I didn't get back immediately all the pieces of myself that I had tried to deprecate—it took time for the realization "There is nothing else" to sink in. The notion that humanity could just... you know... live and have fun... seemed much too good to be true, so I mistrusted it. But eventually, it sank in that there really was nothing else to take the place of beauty. And then I got it back.
So you see, it all really does add up to moral normality, very exactly in fact. You go on with the same morals as before, and the same moral arguments as before. There is no sudden Grand Overlord Procedure to which you can appeal to get a perfectly trustworthy answer. You don't know, cannot print out, the great rightness-function; and even if you could, you would not have enough computational power to search the entire specified space of arguments that might move you. You will just have to argue it out.
I suspect that a fair number of those who propound metaethics do so in order to have it add up to some new and unusual moral—else why would they bother? In my case, I bother because I am a Friendly AI programmer and I have to make a physical system outside myself do what's right; for which purpose metaethics becomes very important indeed. But for the most part, the effect of my proffered metaethic is threefold:
And, oh yes—why is it right to save a child's life?
Well... you could ask "Is this event that just happened, right?" and find that the child had survived, in which case you would have discovered the nonobvious empirical fact about the world, that it had come out right.
Or you could start out already knowing a complicated state of the world, but still have to apply the rightness-function to it in a nontrivial way—one involving a complicated moral argument, or extrapolating consequences into the future—in which case you would learn the nonobvious logical / computational fact that rightness, applied to this situation, yielded thumbs-up.
In both these cases, there are nonobvious facts to learn, which seem to explain why what just happened is right.
But if you ask "Why is it good to be happy?" and then replace the symbol 'good' with what it stands for, you'll end up with a question like "Why does happiness match {happiness + survival + justice + individuality + ...}?" This gets computed so fast, that it scarcely seems like there's anything there to be explained.

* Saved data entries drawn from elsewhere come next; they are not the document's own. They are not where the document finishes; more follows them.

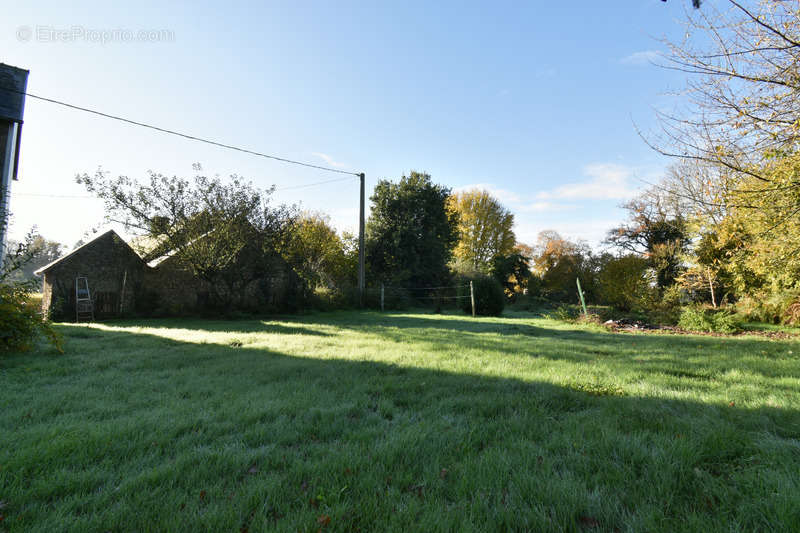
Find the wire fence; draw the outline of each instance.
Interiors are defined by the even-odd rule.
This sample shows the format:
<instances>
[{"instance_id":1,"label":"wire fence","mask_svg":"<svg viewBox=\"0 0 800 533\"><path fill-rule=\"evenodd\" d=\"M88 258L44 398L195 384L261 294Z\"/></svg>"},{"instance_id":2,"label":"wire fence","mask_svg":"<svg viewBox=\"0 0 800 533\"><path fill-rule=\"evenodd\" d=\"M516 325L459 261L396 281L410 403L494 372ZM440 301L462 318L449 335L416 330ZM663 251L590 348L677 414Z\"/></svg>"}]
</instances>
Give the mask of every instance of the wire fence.
<instances>
[{"instance_id":1,"label":"wire fence","mask_svg":"<svg viewBox=\"0 0 800 533\"><path fill-rule=\"evenodd\" d=\"M364 289L365 305L381 311L408 307L456 308L473 311L475 296L471 283L430 287L385 285Z\"/></svg>"}]
</instances>

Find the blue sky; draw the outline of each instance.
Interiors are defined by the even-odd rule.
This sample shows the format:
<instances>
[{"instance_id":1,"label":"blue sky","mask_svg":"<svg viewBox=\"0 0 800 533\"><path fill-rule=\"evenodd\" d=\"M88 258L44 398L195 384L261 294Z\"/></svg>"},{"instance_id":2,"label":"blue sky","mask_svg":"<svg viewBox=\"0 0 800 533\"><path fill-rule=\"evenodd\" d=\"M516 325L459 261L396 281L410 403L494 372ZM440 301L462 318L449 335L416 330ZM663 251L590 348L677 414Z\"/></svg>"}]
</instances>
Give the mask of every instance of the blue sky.
<instances>
[{"instance_id":1,"label":"blue sky","mask_svg":"<svg viewBox=\"0 0 800 533\"><path fill-rule=\"evenodd\" d=\"M258 151L381 178L427 171L480 185L516 215L520 241L555 229L596 243L669 161L634 124L684 80L648 63L687 2L15 2L0 62L31 93ZM56 36L63 30L74 37ZM132 32L132 40L109 32ZM136 40L140 31L165 38ZM99 42L106 32L108 42ZM71 245L102 222L78 172L239 174L287 187L337 177L28 100L19 236ZM358 182L276 193L357 227Z\"/></svg>"}]
</instances>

It's like asking "Why does 4 = 4?" instead of "Why does 2 + 2 = 4?"
Now, I bet that feels quite a bit like what happens when I ask you: "Why is happiness good?"
Right?
And that's also my answer to Moore's Open Question. Why is this big function I'm talking about, right? Because when I say "that big function", and you say "right", we are dereferencing two different pointers to the same unverbalizable abstract computation. I mean, that big function I'm talking about, happens to be the same thing that labels things right in your own brain. You might reflect on the pieces of the quotation of the big function, but you would start out by using your sense of right-ness to do it. If you had the perfect empirical knowledge to taboo both "that big function" and "right", substitute what the pointers stood for, and write out the full enormity of the resulting sentence, it would come out as... sorry, I can't resist this one... A=A.